Originally this update was just gonna be a couple sentences but since it’s gone this far…

"Eye." 1/17/13. Charcoal. 9x12".
“Eye.” 1/17/13. Charcoal. 9×12″.

I think this piece fits in well with what I’ve been writing about. My friend, Mary Beth, was about to leave treatment and go back to Atlanta so she was granted a day pass to go out with her nephew. When she came back, she had a bag of art supplies that she had bought for me. Stuff that I had never used before. This is one of my nine “learning-to-draw-with-charcoal” sketches that I did shortly thereafter.

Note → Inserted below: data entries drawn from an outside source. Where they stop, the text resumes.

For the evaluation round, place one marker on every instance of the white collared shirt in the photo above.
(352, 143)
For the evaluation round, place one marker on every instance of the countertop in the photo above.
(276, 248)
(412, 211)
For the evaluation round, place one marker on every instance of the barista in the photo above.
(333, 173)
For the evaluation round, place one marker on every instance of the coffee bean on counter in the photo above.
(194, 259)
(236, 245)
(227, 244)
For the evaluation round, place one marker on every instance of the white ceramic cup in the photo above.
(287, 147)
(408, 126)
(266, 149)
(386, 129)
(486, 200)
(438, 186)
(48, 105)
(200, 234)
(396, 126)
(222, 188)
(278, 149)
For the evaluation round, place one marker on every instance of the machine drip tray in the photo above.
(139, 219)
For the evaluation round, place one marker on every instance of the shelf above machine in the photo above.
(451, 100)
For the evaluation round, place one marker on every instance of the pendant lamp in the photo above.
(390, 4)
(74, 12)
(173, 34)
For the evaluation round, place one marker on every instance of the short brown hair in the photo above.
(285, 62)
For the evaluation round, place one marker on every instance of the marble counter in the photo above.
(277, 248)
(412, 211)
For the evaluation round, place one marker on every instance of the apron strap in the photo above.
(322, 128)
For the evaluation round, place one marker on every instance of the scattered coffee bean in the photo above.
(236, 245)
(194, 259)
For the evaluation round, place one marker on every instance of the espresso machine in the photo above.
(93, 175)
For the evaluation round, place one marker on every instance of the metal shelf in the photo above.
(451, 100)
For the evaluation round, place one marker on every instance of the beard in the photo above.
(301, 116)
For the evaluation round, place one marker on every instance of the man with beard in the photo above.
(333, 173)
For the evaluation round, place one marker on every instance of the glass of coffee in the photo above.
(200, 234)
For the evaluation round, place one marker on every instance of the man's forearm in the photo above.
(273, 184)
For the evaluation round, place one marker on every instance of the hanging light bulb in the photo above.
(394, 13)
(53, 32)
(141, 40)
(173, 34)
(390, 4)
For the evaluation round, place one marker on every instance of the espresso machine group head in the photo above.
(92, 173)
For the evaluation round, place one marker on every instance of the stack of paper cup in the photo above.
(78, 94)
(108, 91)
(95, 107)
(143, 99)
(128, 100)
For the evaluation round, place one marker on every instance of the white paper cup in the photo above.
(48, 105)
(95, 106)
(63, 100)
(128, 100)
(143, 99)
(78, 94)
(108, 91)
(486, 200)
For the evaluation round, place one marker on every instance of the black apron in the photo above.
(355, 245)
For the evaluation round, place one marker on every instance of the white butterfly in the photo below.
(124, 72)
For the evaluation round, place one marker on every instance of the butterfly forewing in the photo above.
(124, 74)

And it’s funny that the only person that currently owns a print of this piece is my friend, Doug, who I met at Awesome Fest 4 when he invited me to stay in the room he had reserved at [whatever that hotel in San Diego that used to be cool is called]. Not only did he let me stay for free, but when I found out that Dead Mechanical had nowhere to sleep, I sheepishly asked if … could they maybe… possibly… also sleep in the room? “Of course!” he said without a second thought. AF4 was the most fun I’ve ever had at any fest and Doug was definitely one of the people that made it what it was.

So… here’s to people like Doug, Mary Beth, Justin, and those lovable tykes in Vacation Bible School. I wouldn’t wanna live in a world without ’em.

Here’s a video of Vacation Bible School playing at Awesome Fest 4. (Perfect!)

I’m gonna take a little time now to do something nice for someone. (If you’re not at work right now, you should try it too!)